While some understanding of this may arise from the initial journey mapping and service blueprint work, having clarity on the technology capabilities and ownership of existing applications will ensure that organisations are best placed to implement designs. Depending on the structure of the business in question, there may be some effort required to rally siloed groups around a single product vision.

To overcome any stagnation, digital transformation actors must understand the key players within any siloed group and begin building relationships with them. From our experience, the earlier this is achieved the more this will help lay the groundwork for effective collaboration as the project progresses.

Design tools that fit the behaviors and support the desired service outcomes

The design of tools is like designing a UI component library, but for user experience patterns based on user behaviours. To achieve this with consistency in design across differing types of behaviours, we frequently review and consider tasks and behaviours holistically.

This will help establish better user experience and increase the possibility that workers can be cross-trained on multiple tasks across the business in question.

Design and build iteratively with constant feedback from users and customers

Even if the analysis-driven method of examining processes broadly and codifying based on behaviours creates the perfect solution for today, the implementation of that solution will likely be incremental, and the needs of the company may change over time. It is important to take this into account and build iteratively while considering constant qualitative and quantitative feedback.

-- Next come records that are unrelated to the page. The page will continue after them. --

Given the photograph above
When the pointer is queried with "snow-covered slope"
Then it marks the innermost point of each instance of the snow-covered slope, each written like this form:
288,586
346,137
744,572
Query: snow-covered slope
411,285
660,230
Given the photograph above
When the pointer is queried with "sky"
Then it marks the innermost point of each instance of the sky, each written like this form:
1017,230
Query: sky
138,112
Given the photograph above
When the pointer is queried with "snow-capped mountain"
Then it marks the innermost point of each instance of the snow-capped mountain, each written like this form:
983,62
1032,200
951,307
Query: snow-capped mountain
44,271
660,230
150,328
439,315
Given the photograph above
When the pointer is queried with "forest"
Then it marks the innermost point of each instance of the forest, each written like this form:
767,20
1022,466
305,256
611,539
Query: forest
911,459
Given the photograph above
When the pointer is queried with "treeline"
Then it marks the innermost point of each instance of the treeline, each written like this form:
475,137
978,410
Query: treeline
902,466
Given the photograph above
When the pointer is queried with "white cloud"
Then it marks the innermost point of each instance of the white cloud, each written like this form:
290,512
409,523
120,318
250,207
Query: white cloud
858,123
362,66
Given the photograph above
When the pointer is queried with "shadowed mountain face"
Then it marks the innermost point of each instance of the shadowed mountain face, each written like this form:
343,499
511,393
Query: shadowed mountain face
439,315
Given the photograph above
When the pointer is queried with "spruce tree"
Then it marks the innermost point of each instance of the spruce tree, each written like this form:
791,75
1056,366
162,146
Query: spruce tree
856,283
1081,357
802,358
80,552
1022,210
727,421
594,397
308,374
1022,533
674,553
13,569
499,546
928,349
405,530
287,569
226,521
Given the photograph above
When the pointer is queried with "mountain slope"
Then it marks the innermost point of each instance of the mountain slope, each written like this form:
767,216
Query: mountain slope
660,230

All the steps detailed above are subject to tweaks based on circumstance, scope, and subject matter. They serve as an indicative overview of our tactics to successfully replace software that could potentially result in the kind of situation that occurred in the Citi-Revlon case.

As enterprise applications are sometimes up to 30 years behind consumer apps, the legacy technology within banking is an area ripe for a seismic leap forward. Today’s workforce has consumer-style expectations and in some cases was in fact born more recently than the software used in these back-office contexts.

We are starting to see the ways this can cause costly mistakes for banks. The high-profile Revlon example should provide financial institutions and other companies with the impetus to not fall behind and instead to consider some of the measures outlined here.